Feat: OEP 4111 node status metrics by IyanekiB · Pull Request #816 · openebs/mayastor-extensions

IyanekiB · 2026-02-06T02:34:34Z

Implements OEP-4111 to expose Mayastor node status metrics through the metrics-exporter. Aims to resolve #4111.

Description

This PR implements OEP-4111, extending the metrics-exporter with REST client capabilities to expose Mayastor node status metrics. The implementation adds a lightweight REST client that periodically polls the control-plane /v0/nodes endpoint and exposes node state as Prometheus-compatible gauges.

Key changes:

REST client for /v0/nodes endpoint with connection pooling and timeout handling
Five new Prometheus metrics:
- mayastor_node_online (0/1) - node online status
- mayastor_node_cordoned (0/1) - node cordoned status
- mayastor_node_draining (0/1) - node draining status
- mayastor_node_status_last_fetch_seconds - staleness detection
- mayastor_node_status_fetch_errors_total - failure tracking
Periodic polling with jitter (15s interval + 0-5s random jitter)
In-memory caching with thread-safe RwLock
Immediate fetch on startup (no initial delay)
Configuration via CLI flags and environment variables

Motivation and Context

This consolidates node-status metrics into the metrics-exporter, eliminating duplicated business logic and fragmented observability surfaces. Based on what we learned from PR #1035, this approach aims to create a maintainable pattern for REST-backed metrics while preserving compatibility with existing Prometheus/Grafana pipelines.
The control-plane remains the authoritative source of node state; the exporter simply polls, caches, and exposes this data in a Prometheus-compatible format.

Regression

No

How Has This Been Tested?

Client tests (wiremock-based):

Successful multi-node fetch
Cordoned/draining/offline node detection
HTTP error handling (500 responses)
Invalid JSON handling
Empty response handling
Rapid state transitions

Collector tests:

Metric descriptor validation (5 metrics)
Empty cache behavior
Online/offline/cordoned/draining state verification
State transition handling
OEP-4111 metric naming compliance

Manual validation:

Local Prometheus scrape validation confirmed metric format and labels
Verified immediate startup fetch (no 15s delay)
Tested staleness detection via last_fetch_seconds gauge
Validated error counter increments on REST failures

Types of changes

Bug fix (non-breaking change which fixes an issue)
New feature (non-breaking change which adds functionality)
Breaking change (fix or feature that would cause existing functionality to change)

Checklist:

My code follows the code style of this project.
My change requires a change to the documentation.
I have updated the documentation accordingly.
I have added unit tests to cover my changes.

CC: @pjgranieri

abhilashshetty04 · 2026-02-18T06:15:52Z

The current metrics-exporter implementation fetches stats/states from io-engine when it gets queries by the Prometheus on /metrics? Cant we use the the same procedure. Prometheus stores the data in time series manner. We will introduce incorrect states w.r.t time if we don't fetch when polled by Prometheus.

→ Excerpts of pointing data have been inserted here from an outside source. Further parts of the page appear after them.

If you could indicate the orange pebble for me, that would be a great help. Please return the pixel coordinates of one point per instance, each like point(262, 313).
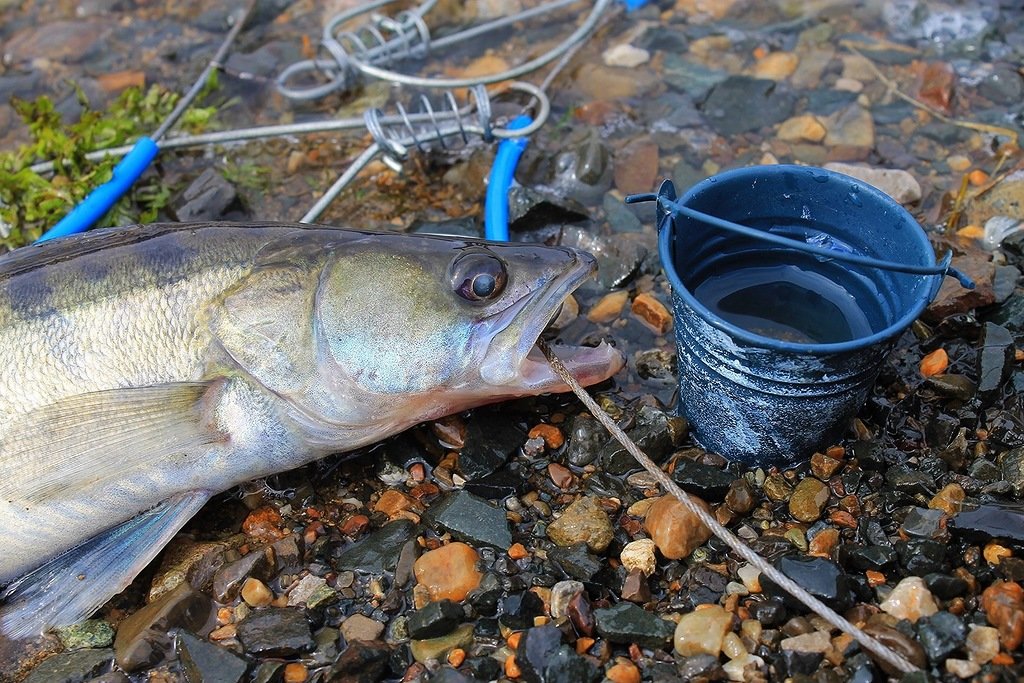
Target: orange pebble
point(552, 435)
point(295, 673)
point(511, 668)
point(935, 363)
point(518, 551)
point(875, 578)
point(624, 672)
point(977, 177)
point(457, 656)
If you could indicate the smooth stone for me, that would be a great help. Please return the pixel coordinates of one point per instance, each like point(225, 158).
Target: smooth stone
point(203, 662)
point(75, 667)
point(897, 183)
point(583, 521)
point(940, 635)
point(1004, 605)
point(378, 552)
point(626, 55)
point(359, 627)
point(561, 594)
point(143, 639)
point(821, 578)
point(92, 634)
point(626, 623)
point(434, 619)
point(449, 571)
point(207, 198)
point(982, 643)
point(675, 529)
point(808, 500)
point(701, 631)
point(639, 555)
point(472, 519)
point(435, 648)
point(741, 103)
point(275, 632)
point(228, 579)
point(491, 439)
point(705, 480)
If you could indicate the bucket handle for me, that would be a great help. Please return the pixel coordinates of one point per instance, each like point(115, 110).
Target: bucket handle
point(667, 206)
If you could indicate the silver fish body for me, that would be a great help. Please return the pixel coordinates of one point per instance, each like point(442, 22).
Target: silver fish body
point(143, 370)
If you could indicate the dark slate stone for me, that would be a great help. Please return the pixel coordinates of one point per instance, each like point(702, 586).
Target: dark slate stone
point(940, 634)
point(990, 521)
point(945, 587)
point(379, 551)
point(518, 610)
point(361, 662)
point(995, 359)
point(491, 440)
point(203, 662)
point(75, 667)
point(924, 523)
point(822, 579)
point(576, 561)
point(208, 198)
point(741, 103)
point(626, 623)
point(585, 440)
point(472, 519)
point(537, 646)
point(275, 632)
point(435, 619)
point(498, 485)
point(705, 480)
point(922, 556)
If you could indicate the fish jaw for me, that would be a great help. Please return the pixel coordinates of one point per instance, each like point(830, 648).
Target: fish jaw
point(514, 364)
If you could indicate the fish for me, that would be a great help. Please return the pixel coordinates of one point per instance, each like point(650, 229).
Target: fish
point(145, 369)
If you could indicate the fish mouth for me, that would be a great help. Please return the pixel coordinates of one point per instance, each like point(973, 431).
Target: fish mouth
point(513, 357)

We use to have a separate polling period but not anymore. Its in-line with prometheus scraping. Please refer

https://github.com/openebs/mayastor-extensions/blob/develop/metrics-exporter/src/bin/io_engine/serve/handler.rs#L18

pjgranieri · 2026-02-24T02:05:37Z

The current metrics-exporter implementation fetches stats/states from io-engine when it gets queries by the Prometheus on /metrics? Cant we use the the same procedure. Prometheus stores the data in time series manner. We will introduce incorrect states w.r.t time if we don't fetch when polled by Prometheus.

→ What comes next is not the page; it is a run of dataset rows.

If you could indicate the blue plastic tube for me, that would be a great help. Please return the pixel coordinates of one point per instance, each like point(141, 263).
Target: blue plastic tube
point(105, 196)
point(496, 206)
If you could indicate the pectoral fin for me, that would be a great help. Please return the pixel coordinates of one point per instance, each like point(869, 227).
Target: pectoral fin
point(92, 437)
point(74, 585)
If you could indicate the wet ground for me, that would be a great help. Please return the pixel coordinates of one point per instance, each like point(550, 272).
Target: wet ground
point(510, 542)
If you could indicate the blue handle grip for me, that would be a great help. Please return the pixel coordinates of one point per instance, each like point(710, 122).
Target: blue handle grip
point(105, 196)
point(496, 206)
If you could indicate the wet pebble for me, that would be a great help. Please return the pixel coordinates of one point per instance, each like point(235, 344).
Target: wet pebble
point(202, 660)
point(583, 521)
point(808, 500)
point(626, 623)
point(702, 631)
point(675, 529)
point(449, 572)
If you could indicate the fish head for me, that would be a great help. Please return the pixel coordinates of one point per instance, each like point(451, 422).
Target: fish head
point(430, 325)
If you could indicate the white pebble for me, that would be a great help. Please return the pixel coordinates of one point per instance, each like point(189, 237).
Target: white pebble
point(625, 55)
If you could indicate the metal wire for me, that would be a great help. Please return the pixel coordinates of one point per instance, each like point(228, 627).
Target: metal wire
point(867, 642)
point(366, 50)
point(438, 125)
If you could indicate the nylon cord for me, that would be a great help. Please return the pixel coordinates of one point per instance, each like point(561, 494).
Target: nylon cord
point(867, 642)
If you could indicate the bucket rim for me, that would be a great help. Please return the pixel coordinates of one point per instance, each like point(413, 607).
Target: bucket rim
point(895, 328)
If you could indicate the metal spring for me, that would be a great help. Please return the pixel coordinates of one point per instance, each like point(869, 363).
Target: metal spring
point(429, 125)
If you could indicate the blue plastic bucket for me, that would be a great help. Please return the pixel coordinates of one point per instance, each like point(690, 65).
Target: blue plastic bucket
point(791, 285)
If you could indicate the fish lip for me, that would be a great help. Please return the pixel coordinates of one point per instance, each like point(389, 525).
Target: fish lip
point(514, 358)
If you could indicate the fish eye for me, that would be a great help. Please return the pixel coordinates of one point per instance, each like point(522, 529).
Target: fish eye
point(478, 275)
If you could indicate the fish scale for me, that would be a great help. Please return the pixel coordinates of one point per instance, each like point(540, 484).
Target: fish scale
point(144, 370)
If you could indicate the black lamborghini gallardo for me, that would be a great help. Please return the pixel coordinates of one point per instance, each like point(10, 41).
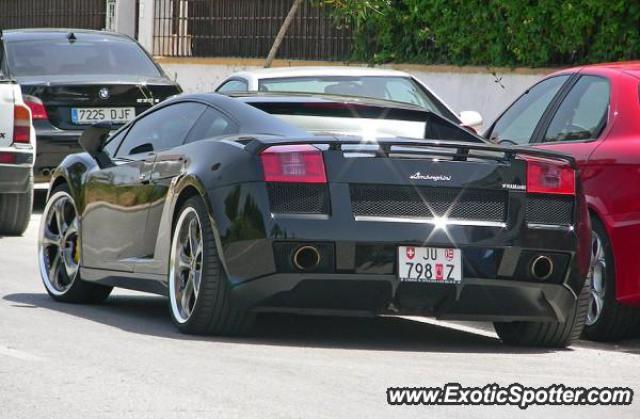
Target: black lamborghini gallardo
point(230, 211)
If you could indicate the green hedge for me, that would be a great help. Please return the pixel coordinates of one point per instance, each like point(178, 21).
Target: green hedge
point(492, 32)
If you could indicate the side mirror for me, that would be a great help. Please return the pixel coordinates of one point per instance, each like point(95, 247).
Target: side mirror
point(471, 119)
point(93, 139)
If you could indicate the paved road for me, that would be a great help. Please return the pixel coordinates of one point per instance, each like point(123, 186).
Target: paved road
point(124, 359)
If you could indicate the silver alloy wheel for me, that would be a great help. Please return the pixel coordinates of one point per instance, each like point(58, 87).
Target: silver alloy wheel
point(59, 244)
point(598, 274)
point(185, 269)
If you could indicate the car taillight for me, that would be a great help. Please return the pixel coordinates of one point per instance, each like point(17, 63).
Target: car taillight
point(7, 158)
point(38, 111)
point(21, 124)
point(550, 177)
point(293, 164)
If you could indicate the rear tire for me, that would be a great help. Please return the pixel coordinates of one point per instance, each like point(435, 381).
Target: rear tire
point(608, 320)
point(59, 253)
point(548, 334)
point(15, 212)
point(199, 291)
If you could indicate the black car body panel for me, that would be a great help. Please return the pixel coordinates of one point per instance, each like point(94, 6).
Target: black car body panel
point(57, 135)
point(128, 211)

We use to have a separate polling period but not anymore. Its in-line with prometheus scraping. Please refer

https://github.com/openebs/mayastor-extensions/blob/develop/metrics-exporter/src/bin/io_engine/serve/handler.rs#L18

We absolutely could, we are aligned with that approach. The inline fetch at handler.rs:18 (store_resource_data(grpc_client()).await) is the pattern we will be following. Node status is going to be fetched the way via an inline REST call in metrics_handler() right alongside the existing gRPC fetch, so values will always reflect the actual state at scrape time:

store_resource_data(grpc_client()).await; // existing gRPC fetch
let node = fetch_node(&node_id, &client).await.ok(); // new inline REST fetch
let node_status_collector = NodeStatusCollector::new(node); // takes Option

The background poller, cache, and the polling-specific metrics are all going to be removed. Thank you for the pointer, let us know if you agree that we are working in the right direction with these ideas.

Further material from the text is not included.